Fun Bugs I've Fixed #3: It's a Wrap!

There was once an old system that did things. It did those things well for five years; but then one day, it stopped doing some of the things.

You see this system was in charge of doing a whole lot of things, so it forked 10 copies of itself, so that each copy could take care of a smaller portion. The system kept track of each forked child by tracking its PID. If it detected that a child was misbehaving, it forked new one, made sure that the old one was dead so that nothing was accidentally done twice, and everyone would carry along merrily.

There was also an ingenious way the system divided the labor. It assigned each of the children a number. Child #0 would do the tasks that ended in a 0, child #1 would take care of all the 1’s, and so-forth.

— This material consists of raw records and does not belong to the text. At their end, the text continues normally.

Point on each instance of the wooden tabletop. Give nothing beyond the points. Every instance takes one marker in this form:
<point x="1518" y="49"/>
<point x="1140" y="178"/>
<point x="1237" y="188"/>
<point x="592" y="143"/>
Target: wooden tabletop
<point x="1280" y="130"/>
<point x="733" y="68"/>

So on one fateful day, thing number 73, and 83, and 93 didn’t get processed, we knew exactly that one one of the children was misbehaving. When we looked at the running processes, and child #3 didn’t exist! How can that be? The forking logic was so simple.

At this point, I’ll give the reader an opportunity to solve this mystery. There should be enough evidence above to diagnose the issue.

So we must first look at how the operating system allocated PIDs. On Linuxes, PIDs are assigned incrementally; starting with 1 for the first process that is started after boot.

Now there is only a finite amount of resources on a machine, so the PID doesn’t grow unbounded. When it’s allocated PIDs up to a certain maximum number, Linux will wrap around and try to start from 1 again, but only giving new processes a PID that isn’t currently being used. By default, Linux will set the maximum PID to be 2^15 = 32768. You can check this value with cat /proc/sys/kernel/pid_max.

Back to issue at hand, child #3 had died at some point; but between the time that it spawned and died, the OS had allocated every single PID up to the maximum, and had wrapped all the way back around. So when it came time to allocate a new PID, it happened to be the exact same PID as the old child!

The logic in that system first forked a new copy of the child, but when it went to make sure that the old child was dead, it looked for the same PID and accidentally killed the new child instead.

Thus, the fix was easy: kill the old child first, then spawn a new one.

Written on Jul 31, 2016 about Linux and Bugs.